James Bond and Chinese agent Wai Lin are handcuffed and forced to work together to escape from Corrupt Corporate Executive Elliot Carver's HQ in Tomorrow Never Dies. This isn't just a matter of running and hiding – they end up riding a motorcycle at high speed through crowded streets while the bad guys chase them, still handcuffed together.
The director used Enforced Method Acting there by telling each actor independently that they would be driving the motorcycle, causing quite the scuffle over who actually drives.
The Lone Ranger: John Reid and Tonto spend their first fight against Cavendish shackled together.
Stanley briefly cuffs himself to Lt. Kellaway in his prison escape.
The animated series has Kellaway cuffing himself to Stanley so he'll reveal himself as The Mask. Two villains show up, and Stanley has to find various ways into becoming the hero (KO'ing the cop, bagging his head, standing inside an elevator while Kellaway is outside).
Midnight Run: Through most of the film, the Bounty hunter Jack Walsh (Robert De Niro) is hand-cuffed to Jonathan "The Duke" Mardukas (Charles Grodin).
O Brother, Where Art Thou?: Starts out this way—with three prisoners—but they get unchained fairly early in the movie.
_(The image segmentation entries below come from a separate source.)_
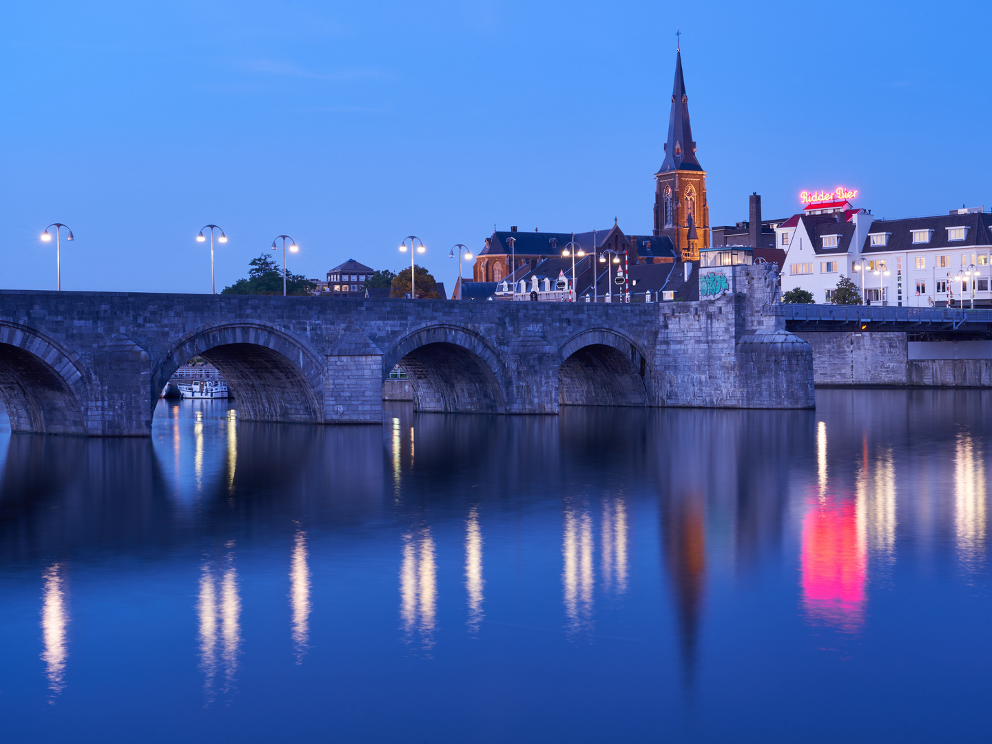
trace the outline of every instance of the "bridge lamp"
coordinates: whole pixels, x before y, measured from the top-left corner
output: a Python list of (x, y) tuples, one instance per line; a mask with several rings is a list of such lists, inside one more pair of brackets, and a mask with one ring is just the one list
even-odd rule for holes
[(68, 229), (67, 225), (63, 225), (62, 222), (53, 222), (51, 225), (45, 228), (45, 232), (42, 233), (42, 241), (49, 243), (52, 241), (52, 235), (49, 233), (53, 227), (56, 228), (56, 278), (58, 280), (59, 291), (62, 292), (62, 244), (60, 240), (60, 235), (62, 228), (65, 228), (65, 239), (75, 240), (72, 236), (72, 231)]
[(224, 235), (224, 231), (221, 230), (216, 225), (203, 225), (203, 229), (200, 230), (199, 234), (196, 236), (196, 242), (197, 243), (202, 243), (204, 240), (206, 240), (206, 236), (203, 235), (203, 230), (206, 230), (206, 229), (209, 229), (209, 231), (210, 231), (210, 292), (211, 292), (211, 294), (216, 295), (217, 294), (217, 283), (214, 280), (214, 275), (213, 275), (213, 231), (216, 230), (217, 232), (220, 233), (220, 237), (217, 238), (217, 242), (218, 243), (226, 243), (227, 242), (227, 236)]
They do stick together afterwards, though. (Mostly.)
Revolution 1985: Tom and a big man find themselves tied by the wrists to a heavy effigy of George Washington, made of rope and doused with fox scent. They have to actually drag the effigy while being hunted by hunting dogs and men on horseback.
Rio: This trope holds together not just Blu and Jewel, but also 90% of the plot.
The Silence of the Lambs (Hannibal): A very brief but deadly serious example: Agent Starling handcuffs herself to Lecter to prevent him from escaping (she is too drugged to fight him otherwise). Lecter grabs a nearby butcher knife... and chops off his own hand.
The Specialists: Happens at the beginning of this French movie, in which two prisoners end up chained together during a routine prison transfer and one of them decides to escape. At first they can't stand each other, then they become best friends. Later revealed to be a subversion: the prisoner who decided to escape was actually an undercover cop, chained to the other man on purpose so he'd gain his trust and convince him to work on a robbery. They end up BFF anyway.
Stuck On You: While not a straight example of this trope, this film features conjoined twins; they separate later on in the movie, and neither brother can function nearly as well, as they are used to compensating for the other's weight/movements.
Tonight You're Mine: When a male and a female rock star get into an argument at a music festival, a security guard handcuffs them together for 24 hours.
Who Framed Roger Rabbit: Roger handcuffs himself to Eddie Valiant to get him to help clear his name. Unfortunately, as Eddie angrily tells him, Eddie doesn't have any keys for them, which makes hiding Roger from Judge's Doom's weasels incredibly difficult when they barge in looking for him. When Eddie tries to cut them off, he discovers that Roger can slip off them, but "only when it was funny."
Subverted in The Good, the Bad and the Ugly. Tuco is captured by Union forces and transported by train, with a Union soldier handcuffed to him as a guard. Using his bathroom break as a pretense to get near the door, he simply jumps out of the moving train and takes the guard with him. When they land Tuco bashes the man's head in against a rock, then waits with the chain held across the rail for the next train to cut it.